In the late 19th century, Richard Henry laid a blueprint for modern conservation in New Zealand.
BY SABRINA IMBLERFEBRUARY 19, 2020
IN 1893, IN AUCKLAND, NEW Zealand, 48-year-old Richard Henry was going through a peculiar midlife crisis. It wasn’t for any of the usual reasons, such as a failed marriage (though he had one) or a failed career (though he had been chasing a dream job for several years), but rather it was over his obsession with flightless, moss-colored parrots called kākāpōs. Henry had observed the birds’ steep decline after mustelids, such as ferrets and stoats, were introduced to the country, and had spent much of the previous decade trying to convince scientists that the birds were in real danger of going extinct, write Susanne and John Hill in the biography, Richard Henry of Resolution Island.

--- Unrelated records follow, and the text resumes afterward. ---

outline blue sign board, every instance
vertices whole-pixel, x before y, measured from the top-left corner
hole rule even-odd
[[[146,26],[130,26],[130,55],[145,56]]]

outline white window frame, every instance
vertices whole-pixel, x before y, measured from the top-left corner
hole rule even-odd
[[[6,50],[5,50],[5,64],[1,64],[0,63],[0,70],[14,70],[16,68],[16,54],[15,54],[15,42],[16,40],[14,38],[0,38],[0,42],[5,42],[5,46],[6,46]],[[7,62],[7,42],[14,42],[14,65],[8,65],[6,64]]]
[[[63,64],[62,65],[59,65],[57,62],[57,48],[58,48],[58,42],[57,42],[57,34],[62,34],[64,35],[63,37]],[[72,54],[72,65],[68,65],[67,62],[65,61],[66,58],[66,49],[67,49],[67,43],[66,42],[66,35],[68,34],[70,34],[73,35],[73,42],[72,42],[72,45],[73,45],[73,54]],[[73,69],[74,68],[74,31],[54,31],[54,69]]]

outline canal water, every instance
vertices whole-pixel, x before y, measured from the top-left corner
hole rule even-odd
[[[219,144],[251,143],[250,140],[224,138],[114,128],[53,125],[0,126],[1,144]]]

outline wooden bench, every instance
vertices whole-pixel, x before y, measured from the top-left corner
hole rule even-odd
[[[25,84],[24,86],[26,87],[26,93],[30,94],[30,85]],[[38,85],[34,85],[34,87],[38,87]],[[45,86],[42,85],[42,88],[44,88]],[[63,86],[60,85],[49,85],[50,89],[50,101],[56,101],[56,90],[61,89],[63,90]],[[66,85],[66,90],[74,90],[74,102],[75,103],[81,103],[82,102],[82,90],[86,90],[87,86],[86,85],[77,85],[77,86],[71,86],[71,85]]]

But Henry, who did not have traditional scientific training, went unheard by scientists. On October 3, a deeply depressed Henry attempted to shoot himself twice. The first shot missed and the second misfired, and Henry checked himself into the hospital, where doctors removed the bullet from his skull.
Several months later, Henry got that dream job: caretaker of Resolution Island, an 80-square-mile, uninhabited hunk of rock off southern New Zealand that he hoped to turn into a predator-free sanctuary for kākāpōs and other native birds. For the next 14 years, he toiled away alone on the island in pursuit of this revolutionary conservation idea. He rowed hundreds native birds from the mainland, across choppy waters, to keep them safe from the snapping jaws of furry little predators.